– Я… да… – Он смешался, не знал, что сказать. – Тут непонятно.
Хелечка улыбнулась язвительно, щелкнула пальцами. Снова явился юноша в хитоне, она ткнула пальцем в меню, сказала что-то негромко, он поклонился, исчез и тут же вернулся с подносом в руках. На подносе стоял маленький графинчик с чем-то темным, коричневым, булькающим, источающим аромат сладковатый и терпкий.

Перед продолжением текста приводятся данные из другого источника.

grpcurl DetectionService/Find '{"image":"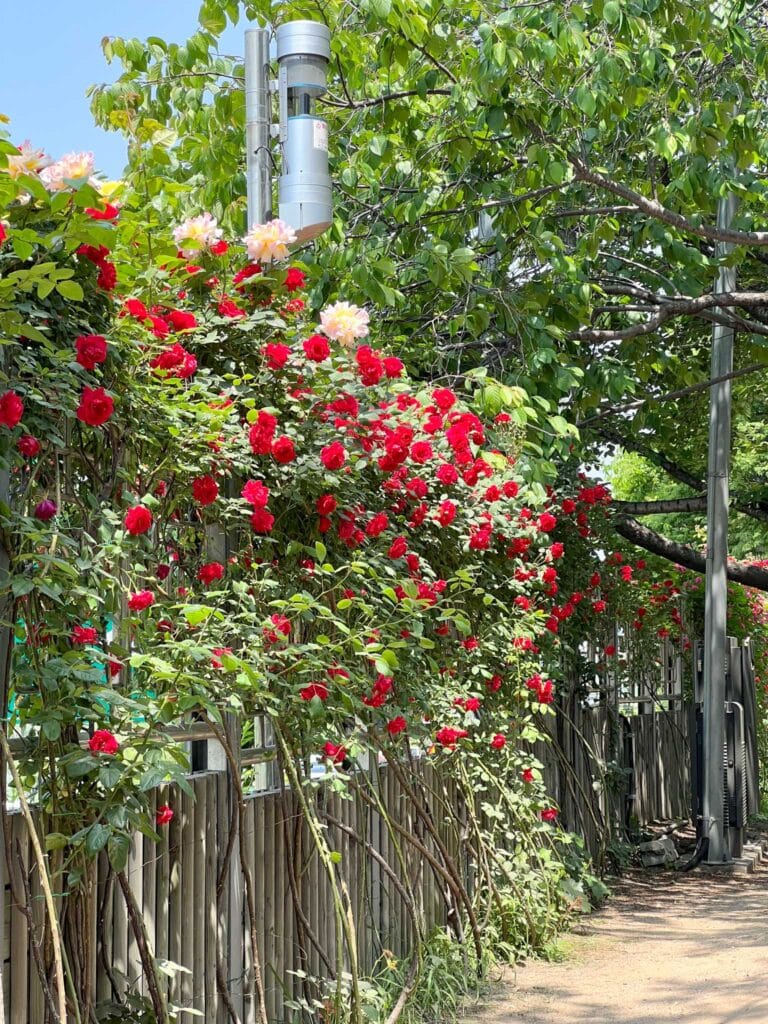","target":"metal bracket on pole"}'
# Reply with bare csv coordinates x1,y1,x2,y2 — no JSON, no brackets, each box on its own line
245,29,272,227
702,188,736,864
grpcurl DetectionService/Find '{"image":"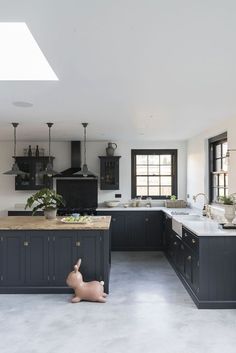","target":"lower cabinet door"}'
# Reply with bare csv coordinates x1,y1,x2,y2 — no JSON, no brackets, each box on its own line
111,212,130,251
76,231,101,281
24,231,50,286
145,211,163,249
50,231,77,287
126,212,146,250
0,231,25,287
184,244,199,292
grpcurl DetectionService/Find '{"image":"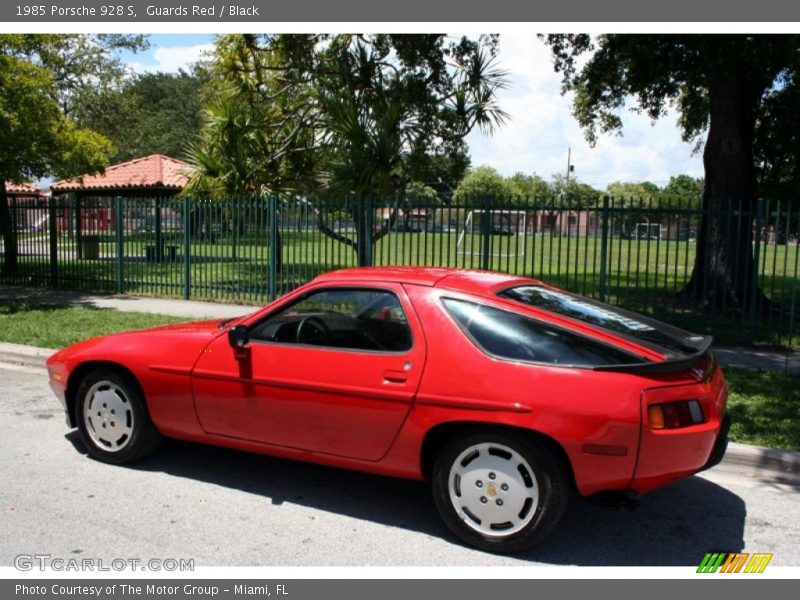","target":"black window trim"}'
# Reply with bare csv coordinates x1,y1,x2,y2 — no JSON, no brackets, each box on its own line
494,283,713,360
439,295,652,371
247,285,416,356
494,282,714,374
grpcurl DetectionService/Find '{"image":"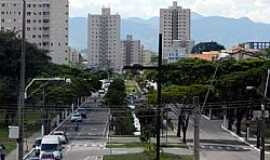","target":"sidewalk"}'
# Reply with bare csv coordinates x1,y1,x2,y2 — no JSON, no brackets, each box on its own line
6,131,41,160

– Это сома, напиток богов, – сказала она на его вопросительный взгляд. – Попробуйте.
– А вы?
Она усмехнулась.
– Пейте.
Буш поднес графинчик к носу, голова у него закружилась, его повело, и он как-то пропустил момент, когда все содержимое оказалось у него во рту. Он пытался распробовать вкус, но вкуса никакого не было, только маслянистая ускользающая влага на языке – то ли пил, то ли почудилось.
Буш вопросительно поднял глаза на Хелечку, та смотрела на него дерзко и вызывающе.
– Что такое? – спросил он заплетающимся языком.
– Ничего, – отвечала она, пожав плечами.
А сома между тем уже начала действовать…
Буш ощутил, как его стало вытягивать вверх и закручивать по спирали вокруг своей оси. Чувство было небывалое, но сосредоточиться на нем не вышло: невесть откуда, прямо из тишины задрожала музыка. То нарастая, то затихая, она не просто звучала, но разбрызгалась в воздухе, висела, как водяная пыль, как радуга, вздрагивала, вибрировала, мерцала. Спустя мгновение Буш понял, что музыка и была радугой, именно ее он видел над столами. Просто уши его разума были закрыты до поры до времени, он видел, но не слышал. Теперь же все его органы заработали в полную силу: он не только слышал и видел музыку, он ее осязал, он вдыхал ее, пробовал на вкус и даже исчислял, как математическую формулу. Музыка смешалась с ним, вздрагивала и колотилась в теле, каждая клетка была охвачена музыкой, опоясана ей, отравлена, взята в плен, билась и стонала в унисон с ней.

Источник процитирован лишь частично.